They added that McEachin was a family man first and they thanked his wife and children for sharing him. In return, they expressed thanks for the outpouring of support.

"Donald was a person who embraced an ethos of always helping others," Kaine said.

Among the speakers was Virginia Senator Kaine, who said he hopes people are inspired by McEachin's life, including getting a theology degree as an adult, and always looking for new challenges and asking how they can help others.

"Even if you're, you know, well into your adult life, you should be open to inspiration as Donald was," Kaine said.

Other community members, like Pam Mines, the founder of the JP Jumpers Foundation, remembered McEachin with fondness.

"He's a gentle giant. He had a huge impact on the community," Mines said.

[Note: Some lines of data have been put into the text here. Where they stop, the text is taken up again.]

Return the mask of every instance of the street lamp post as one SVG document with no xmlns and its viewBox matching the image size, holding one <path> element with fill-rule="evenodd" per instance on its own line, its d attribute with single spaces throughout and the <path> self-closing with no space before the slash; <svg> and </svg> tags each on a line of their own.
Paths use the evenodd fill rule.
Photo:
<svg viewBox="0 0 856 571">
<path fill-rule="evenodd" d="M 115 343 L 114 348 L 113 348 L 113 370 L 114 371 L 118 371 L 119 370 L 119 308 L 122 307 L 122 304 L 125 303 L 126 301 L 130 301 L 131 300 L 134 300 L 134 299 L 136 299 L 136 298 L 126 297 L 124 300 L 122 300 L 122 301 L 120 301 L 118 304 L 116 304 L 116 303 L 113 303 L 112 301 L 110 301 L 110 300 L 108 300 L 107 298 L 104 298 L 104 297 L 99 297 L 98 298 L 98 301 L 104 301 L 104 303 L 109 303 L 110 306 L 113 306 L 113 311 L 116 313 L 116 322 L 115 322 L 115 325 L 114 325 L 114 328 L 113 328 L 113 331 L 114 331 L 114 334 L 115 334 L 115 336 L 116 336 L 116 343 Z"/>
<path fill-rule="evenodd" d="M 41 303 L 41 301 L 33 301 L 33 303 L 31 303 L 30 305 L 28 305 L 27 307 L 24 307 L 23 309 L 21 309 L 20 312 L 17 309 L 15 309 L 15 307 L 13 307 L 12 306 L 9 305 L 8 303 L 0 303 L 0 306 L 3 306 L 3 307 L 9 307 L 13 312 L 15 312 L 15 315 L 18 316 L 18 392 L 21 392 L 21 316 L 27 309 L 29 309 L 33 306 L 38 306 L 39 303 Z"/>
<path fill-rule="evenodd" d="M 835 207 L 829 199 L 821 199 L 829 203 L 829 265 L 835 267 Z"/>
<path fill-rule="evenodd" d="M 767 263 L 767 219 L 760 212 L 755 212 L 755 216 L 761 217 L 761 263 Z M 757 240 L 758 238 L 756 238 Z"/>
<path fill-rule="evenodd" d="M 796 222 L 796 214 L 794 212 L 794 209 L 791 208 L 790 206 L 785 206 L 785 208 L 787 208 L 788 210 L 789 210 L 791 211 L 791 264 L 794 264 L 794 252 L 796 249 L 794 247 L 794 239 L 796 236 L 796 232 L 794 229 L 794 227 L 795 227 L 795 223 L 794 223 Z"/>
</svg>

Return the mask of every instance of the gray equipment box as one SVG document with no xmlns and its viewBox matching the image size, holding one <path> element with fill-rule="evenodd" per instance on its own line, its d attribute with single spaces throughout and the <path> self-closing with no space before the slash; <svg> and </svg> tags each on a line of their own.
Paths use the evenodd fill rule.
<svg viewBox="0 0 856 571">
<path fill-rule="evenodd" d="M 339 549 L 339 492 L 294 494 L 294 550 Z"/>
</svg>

In 2013, Mines went to McEachin, looking to advocate for her son. She wanted to get a code passed in Virginia to allow people to self-report on their driver's license if they have special needs or autism, something she believes would help how law enforcement interact with people like her son.

"He kinda picked up the ball and started rolling and said, this is a great idea and let's figure out how we are going to do it," Mines said.

From there, she said McEachin became a champion for the cause, helping to get it passed and eventually signed into Virginia state law.

"When I say he took this seriously, he was truly and honestly concerned for the special needs community and what could happen to them. I was overwhelmed with the love and support he gave, all the way into being a congressman," Mines said.

Following the service, a procession left the church back into the city where he will be buried at Mount Calvary Cemetery.